I don’t know. That’s why I asked. So that I won’t make a wrong buy.
Currently, I’ve got no hardware to test expected open source code available on github.
Before rushing to buy hardware, make a quick search for bluetooth protocol of your devices. If you need to reverse engineer them without previous experience of BLE, the task might offer you fun for some time…
If your pump has another port for interfacing like a rj45 that would probably be way easier than dealing with Bluetooth. Noting higher voltage control logic would need handling.
With bluetooth I though about capturing an replaying data flow, software oriented/tool oriented. With physical voltage handling, even digital, it’s more hardware!
Depends a bit on your Bluetooth/programming experience a bit I reckon.

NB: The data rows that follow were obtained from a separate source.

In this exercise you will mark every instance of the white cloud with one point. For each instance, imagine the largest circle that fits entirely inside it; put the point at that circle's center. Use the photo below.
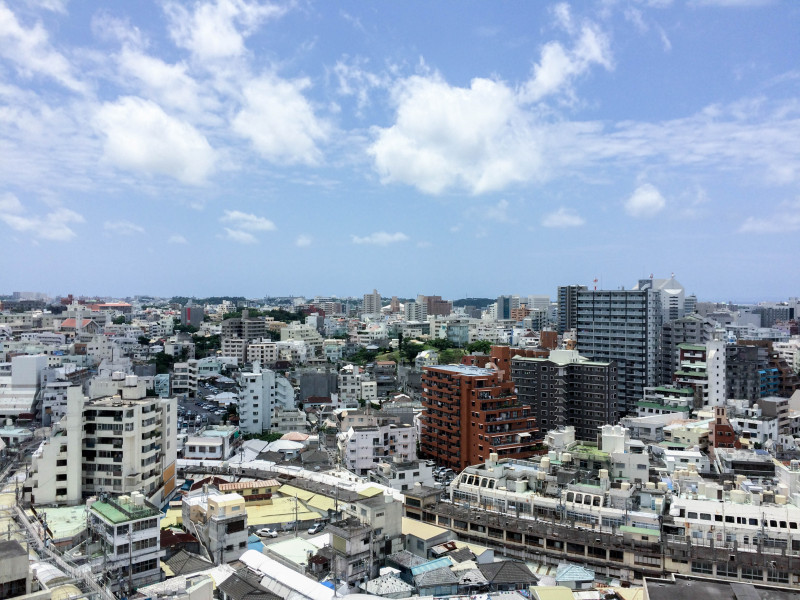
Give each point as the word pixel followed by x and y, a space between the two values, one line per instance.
pixel 247 221
pixel 380 238
pixel 280 122
pixel 558 67
pixel 123 228
pixel 54 225
pixel 140 136
pixel 484 137
pixel 646 201
pixel 30 51
pixel 474 138
pixel 355 80
pixel 785 220
pixel 169 84
pixel 241 237
pixel 217 30
pixel 563 217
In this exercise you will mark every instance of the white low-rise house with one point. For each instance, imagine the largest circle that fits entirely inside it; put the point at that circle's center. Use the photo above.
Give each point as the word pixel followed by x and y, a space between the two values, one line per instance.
pixel 426 358
pixel 363 447
pixel 219 521
pixel 303 333
pixel 402 475
pixel 682 459
pixel 128 530
pixel 256 399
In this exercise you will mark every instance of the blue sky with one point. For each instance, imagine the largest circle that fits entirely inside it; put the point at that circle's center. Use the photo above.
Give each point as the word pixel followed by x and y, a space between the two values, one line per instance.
pixel 452 148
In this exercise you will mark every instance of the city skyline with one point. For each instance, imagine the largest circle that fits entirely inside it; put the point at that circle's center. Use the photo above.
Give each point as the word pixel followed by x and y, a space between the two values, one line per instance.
pixel 258 149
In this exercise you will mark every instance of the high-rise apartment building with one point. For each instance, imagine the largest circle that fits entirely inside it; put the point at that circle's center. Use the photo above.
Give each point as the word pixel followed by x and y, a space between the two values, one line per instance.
pixel 372 304
pixel 115 444
pixel 470 413
pixel 623 326
pixel 192 314
pixel 691 329
pixel 568 306
pixel 434 305
pixel 567 389
pixel 504 306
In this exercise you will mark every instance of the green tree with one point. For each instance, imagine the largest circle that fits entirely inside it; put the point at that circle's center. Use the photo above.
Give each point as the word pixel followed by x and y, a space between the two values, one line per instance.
pixel 484 346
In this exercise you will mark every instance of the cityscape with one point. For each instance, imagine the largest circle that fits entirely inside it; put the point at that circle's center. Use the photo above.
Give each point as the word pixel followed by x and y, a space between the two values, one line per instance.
pixel 308 300
pixel 603 441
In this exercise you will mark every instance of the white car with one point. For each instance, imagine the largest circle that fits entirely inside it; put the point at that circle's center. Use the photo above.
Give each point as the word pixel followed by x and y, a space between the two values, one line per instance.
pixel 267 532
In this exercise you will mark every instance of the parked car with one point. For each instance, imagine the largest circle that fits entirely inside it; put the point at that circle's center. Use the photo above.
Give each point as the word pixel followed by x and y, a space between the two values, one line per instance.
pixel 266 532
pixel 316 528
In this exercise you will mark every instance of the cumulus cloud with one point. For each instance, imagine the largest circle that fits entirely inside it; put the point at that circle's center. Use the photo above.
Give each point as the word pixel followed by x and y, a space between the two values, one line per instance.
pixel 280 122
pixel 243 225
pixel 217 30
pixel 558 66
pixel 140 136
pixel 484 137
pixel 381 238
pixel 355 80
pixel 563 217
pixel 645 202
pixel 247 221
pixel 169 84
pixel 476 138
pixel 54 225
pixel 786 219
pixel 31 52
pixel 122 228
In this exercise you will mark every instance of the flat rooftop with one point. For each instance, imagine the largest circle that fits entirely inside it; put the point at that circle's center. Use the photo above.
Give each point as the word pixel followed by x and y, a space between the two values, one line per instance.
pixel 122 510
pixel 468 370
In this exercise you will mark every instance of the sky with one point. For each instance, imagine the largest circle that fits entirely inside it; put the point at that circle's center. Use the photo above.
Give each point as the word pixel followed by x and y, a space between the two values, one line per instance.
pixel 458 148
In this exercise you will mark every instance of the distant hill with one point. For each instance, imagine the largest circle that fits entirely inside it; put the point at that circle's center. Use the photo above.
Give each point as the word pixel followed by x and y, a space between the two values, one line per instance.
pixel 477 302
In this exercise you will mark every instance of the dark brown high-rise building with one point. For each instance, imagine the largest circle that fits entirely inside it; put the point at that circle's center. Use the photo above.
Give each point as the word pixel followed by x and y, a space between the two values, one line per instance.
pixel 471 413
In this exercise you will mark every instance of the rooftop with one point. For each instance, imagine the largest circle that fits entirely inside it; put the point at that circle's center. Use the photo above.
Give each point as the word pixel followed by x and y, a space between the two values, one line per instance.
pixel 123 509
pixel 466 370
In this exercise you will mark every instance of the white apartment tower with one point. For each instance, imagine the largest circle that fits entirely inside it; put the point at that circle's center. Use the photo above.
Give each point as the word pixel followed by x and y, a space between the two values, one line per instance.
pixel 256 399
pixel 372 303
pixel 116 444
pixel 623 326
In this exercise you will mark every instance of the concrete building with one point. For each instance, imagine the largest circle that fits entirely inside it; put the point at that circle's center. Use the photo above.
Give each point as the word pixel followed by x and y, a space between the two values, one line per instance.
pixel 15 572
pixel 128 531
pixel 470 413
pixel 257 399
pixel 691 329
pixel 623 326
pixel 362 447
pixel 568 306
pixel 219 521
pixel 303 333
pixel 372 304
pixel 567 389
pixel 192 314
pixel 116 444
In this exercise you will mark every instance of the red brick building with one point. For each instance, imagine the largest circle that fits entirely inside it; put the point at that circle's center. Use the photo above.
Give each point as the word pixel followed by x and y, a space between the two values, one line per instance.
pixel 469 413
pixel 720 432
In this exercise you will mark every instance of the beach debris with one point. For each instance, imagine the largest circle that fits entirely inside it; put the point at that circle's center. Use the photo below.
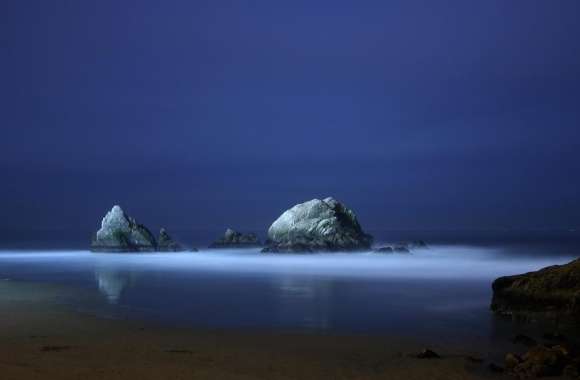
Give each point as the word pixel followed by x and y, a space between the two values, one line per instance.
pixel 428 354
pixel 54 348
pixel 524 340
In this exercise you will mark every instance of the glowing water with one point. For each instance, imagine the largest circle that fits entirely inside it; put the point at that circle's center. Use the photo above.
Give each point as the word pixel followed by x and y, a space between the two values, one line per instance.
pixel 440 290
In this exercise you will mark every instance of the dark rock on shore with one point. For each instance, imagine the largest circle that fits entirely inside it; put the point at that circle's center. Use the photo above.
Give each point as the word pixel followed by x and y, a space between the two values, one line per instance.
pixel 234 239
pixel 541 361
pixel 524 340
pixel 550 293
pixel 317 225
pixel 166 244
pixel 121 233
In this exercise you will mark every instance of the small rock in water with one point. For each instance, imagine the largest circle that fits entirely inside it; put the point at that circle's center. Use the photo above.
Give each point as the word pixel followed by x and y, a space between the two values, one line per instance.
pixel 121 233
pixel 235 239
pixel 428 354
pixel 165 243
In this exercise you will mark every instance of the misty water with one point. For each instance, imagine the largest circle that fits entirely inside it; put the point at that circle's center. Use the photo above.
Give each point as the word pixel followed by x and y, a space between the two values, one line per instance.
pixel 442 292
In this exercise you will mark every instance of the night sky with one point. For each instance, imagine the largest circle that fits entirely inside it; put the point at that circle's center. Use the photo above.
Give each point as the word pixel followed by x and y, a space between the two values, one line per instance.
pixel 193 114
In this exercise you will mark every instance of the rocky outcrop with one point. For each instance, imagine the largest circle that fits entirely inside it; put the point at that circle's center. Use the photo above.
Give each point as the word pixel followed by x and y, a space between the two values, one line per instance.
pixel 121 233
pixel 552 292
pixel 234 239
pixel 405 247
pixel 166 244
pixel 395 248
pixel 317 225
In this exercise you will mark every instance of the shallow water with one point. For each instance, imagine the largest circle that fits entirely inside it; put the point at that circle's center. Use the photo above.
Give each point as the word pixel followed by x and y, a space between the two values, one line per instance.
pixel 442 292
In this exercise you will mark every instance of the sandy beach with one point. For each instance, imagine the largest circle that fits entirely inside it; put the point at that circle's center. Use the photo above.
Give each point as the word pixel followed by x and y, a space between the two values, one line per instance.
pixel 41 340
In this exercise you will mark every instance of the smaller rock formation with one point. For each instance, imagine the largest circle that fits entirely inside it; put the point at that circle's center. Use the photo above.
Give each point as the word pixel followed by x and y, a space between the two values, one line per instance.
pixel 550 293
pixel 234 239
pixel 121 233
pixel 166 244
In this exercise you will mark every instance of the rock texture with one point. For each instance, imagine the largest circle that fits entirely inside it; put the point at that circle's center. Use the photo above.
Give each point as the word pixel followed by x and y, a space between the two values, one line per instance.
pixel 121 233
pixel 317 225
pixel 234 239
pixel 166 244
pixel 552 292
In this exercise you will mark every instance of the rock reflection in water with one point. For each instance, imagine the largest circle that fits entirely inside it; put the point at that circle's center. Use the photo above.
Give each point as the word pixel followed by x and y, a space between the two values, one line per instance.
pixel 304 299
pixel 113 282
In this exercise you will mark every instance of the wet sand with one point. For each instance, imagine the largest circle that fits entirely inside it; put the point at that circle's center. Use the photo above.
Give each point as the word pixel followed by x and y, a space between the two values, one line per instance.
pixel 41 340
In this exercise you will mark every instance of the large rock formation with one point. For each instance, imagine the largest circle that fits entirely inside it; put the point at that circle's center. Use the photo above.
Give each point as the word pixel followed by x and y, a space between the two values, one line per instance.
pixel 552 292
pixel 317 225
pixel 234 239
pixel 165 243
pixel 121 233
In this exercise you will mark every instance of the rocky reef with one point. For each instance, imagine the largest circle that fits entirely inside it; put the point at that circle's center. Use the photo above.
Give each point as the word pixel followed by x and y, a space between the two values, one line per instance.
pixel 121 233
pixel 404 247
pixel 165 243
pixel 235 239
pixel 317 225
pixel 550 293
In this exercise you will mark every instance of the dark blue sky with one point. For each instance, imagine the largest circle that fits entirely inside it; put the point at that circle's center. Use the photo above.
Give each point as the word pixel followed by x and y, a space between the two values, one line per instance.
pixel 418 114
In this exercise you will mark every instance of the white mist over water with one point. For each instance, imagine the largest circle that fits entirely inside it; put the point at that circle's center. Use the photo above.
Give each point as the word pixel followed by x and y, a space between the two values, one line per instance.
pixel 441 262
pixel 437 290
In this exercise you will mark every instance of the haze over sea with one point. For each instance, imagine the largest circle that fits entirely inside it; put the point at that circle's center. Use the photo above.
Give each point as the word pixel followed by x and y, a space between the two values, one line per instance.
pixel 441 292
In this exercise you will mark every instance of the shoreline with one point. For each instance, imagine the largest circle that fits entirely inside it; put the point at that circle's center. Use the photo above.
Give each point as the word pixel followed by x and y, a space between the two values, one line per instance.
pixel 39 339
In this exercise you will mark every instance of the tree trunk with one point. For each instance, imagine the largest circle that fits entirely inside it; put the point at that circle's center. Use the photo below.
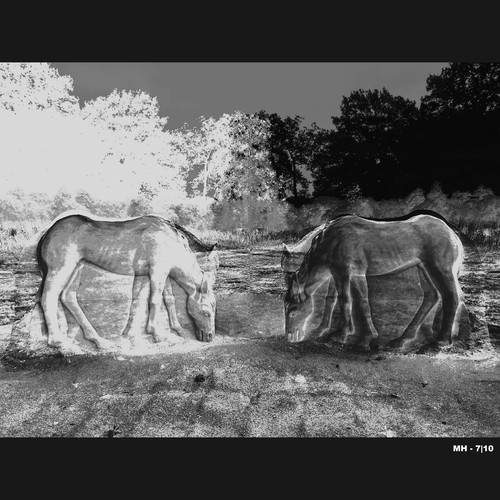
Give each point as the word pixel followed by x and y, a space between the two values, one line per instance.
pixel 294 173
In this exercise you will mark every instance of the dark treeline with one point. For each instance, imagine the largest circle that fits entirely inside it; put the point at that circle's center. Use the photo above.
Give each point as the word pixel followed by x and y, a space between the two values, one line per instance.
pixel 385 146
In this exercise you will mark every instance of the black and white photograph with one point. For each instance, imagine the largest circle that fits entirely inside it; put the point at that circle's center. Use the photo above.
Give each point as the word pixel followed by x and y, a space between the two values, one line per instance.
pixel 251 250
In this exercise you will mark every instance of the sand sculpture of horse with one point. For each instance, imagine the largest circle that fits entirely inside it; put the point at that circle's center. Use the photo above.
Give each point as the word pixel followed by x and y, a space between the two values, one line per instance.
pixel 350 248
pixel 147 245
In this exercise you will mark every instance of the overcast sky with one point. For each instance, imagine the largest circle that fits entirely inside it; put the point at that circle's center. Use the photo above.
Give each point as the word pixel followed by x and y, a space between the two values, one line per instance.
pixel 186 91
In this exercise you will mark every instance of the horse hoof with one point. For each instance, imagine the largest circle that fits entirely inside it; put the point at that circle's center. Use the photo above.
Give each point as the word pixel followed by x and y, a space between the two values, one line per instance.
pixel 104 345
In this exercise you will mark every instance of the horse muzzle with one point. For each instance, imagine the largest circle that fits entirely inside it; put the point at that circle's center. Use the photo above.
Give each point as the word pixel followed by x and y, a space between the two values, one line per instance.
pixel 296 335
pixel 204 336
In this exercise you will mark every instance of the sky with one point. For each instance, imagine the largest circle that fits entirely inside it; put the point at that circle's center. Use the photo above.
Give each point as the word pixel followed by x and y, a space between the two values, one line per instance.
pixel 186 91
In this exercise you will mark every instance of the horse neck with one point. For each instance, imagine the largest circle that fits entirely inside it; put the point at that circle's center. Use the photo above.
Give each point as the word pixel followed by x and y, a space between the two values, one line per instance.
pixel 310 275
pixel 187 274
pixel 305 243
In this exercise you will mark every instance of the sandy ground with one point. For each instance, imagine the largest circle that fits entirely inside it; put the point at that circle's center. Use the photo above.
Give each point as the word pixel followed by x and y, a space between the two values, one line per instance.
pixel 236 387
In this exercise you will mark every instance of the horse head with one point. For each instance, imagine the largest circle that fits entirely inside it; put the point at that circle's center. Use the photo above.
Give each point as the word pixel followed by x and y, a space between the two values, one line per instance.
pixel 298 309
pixel 201 307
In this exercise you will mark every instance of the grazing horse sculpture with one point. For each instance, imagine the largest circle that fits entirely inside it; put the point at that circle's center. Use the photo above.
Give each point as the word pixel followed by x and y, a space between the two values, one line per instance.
pixel 147 245
pixel 206 254
pixel 350 248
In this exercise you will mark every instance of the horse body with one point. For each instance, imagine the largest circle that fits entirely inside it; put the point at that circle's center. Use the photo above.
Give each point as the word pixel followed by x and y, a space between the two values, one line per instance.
pixel 352 248
pixel 148 245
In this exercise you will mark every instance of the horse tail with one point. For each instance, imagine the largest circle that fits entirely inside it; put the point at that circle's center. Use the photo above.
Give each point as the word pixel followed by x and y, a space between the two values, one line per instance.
pixel 42 264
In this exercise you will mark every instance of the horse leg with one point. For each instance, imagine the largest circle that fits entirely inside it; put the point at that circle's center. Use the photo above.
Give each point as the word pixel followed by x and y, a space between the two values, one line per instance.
pixel 325 326
pixel 360 285
pixel 430 299
pixel 169 299
pixel 343 284
pixel 134 306
pixel 68 298
pixel 54 284
pixel 157 283
pixel 446 282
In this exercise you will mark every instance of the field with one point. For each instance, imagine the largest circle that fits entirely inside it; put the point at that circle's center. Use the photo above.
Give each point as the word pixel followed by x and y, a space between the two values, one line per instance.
pixel 250 382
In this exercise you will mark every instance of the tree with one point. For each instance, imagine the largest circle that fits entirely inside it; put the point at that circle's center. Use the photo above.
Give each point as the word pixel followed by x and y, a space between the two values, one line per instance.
pixel 292 148
pixel 462 87
pixel 134 112
pixel 366 144
pixel 460 130
pixel 229 157
pixel 139 151
pixel 36 86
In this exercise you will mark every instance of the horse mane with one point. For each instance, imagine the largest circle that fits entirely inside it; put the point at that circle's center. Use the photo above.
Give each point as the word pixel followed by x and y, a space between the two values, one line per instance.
pixel 194 242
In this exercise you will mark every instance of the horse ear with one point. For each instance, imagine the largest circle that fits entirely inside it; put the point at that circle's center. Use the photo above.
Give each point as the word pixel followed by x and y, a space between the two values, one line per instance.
pixel 212 256
pixel 204 284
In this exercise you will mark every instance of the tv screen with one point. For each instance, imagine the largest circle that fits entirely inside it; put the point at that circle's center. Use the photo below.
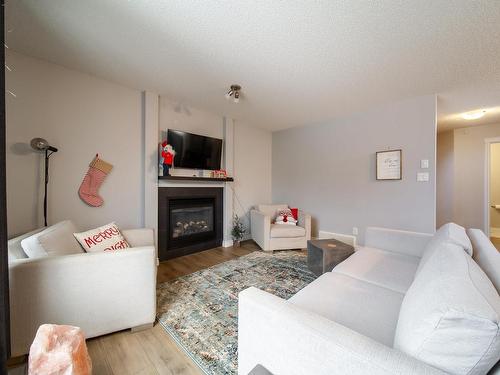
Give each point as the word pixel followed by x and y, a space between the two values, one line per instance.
pixel 195 151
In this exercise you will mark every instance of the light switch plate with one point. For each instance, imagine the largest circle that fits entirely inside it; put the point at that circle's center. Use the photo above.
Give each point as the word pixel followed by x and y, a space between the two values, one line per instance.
pixel 422 176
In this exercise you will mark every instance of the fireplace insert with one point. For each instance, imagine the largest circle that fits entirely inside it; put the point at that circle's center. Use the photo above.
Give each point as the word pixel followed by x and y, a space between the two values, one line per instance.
pixel 189 220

I have little and the times I looked into Bluetooth reverse engineering it was very involved and like a whole skill-set. Especially as it looks like there is a pairing process and so possibly encryption.
It’s also not clear to me if it’s BLE or traditional Bluetooth. Only the former is possible with an esp32.
Worth looking at but keep an eye on alternatives. I don’t think the extra hardware would be worth that much.
Vendor feedback: they aren’t aware of any initiative to connect the pump using bluetooth except the official mobile apps, and also suggest to use RJ45 port…
Take this as a grain of salt as I am a protocol and reverse engineering rookie and speculating, but it could be that the pump uses rs485 modbus for onboard communication (two way half duplex?).
The onboard Bluetooth module might convert to this when a bluetooth command is sent/received. The same protocol might be available on the rj45 rs485 wires.
I’ve never used modbus so wouldn’t know how to confirm.
It would be interesting to see the mainboard and where the Bluetooth module is. You might be able to intecept something.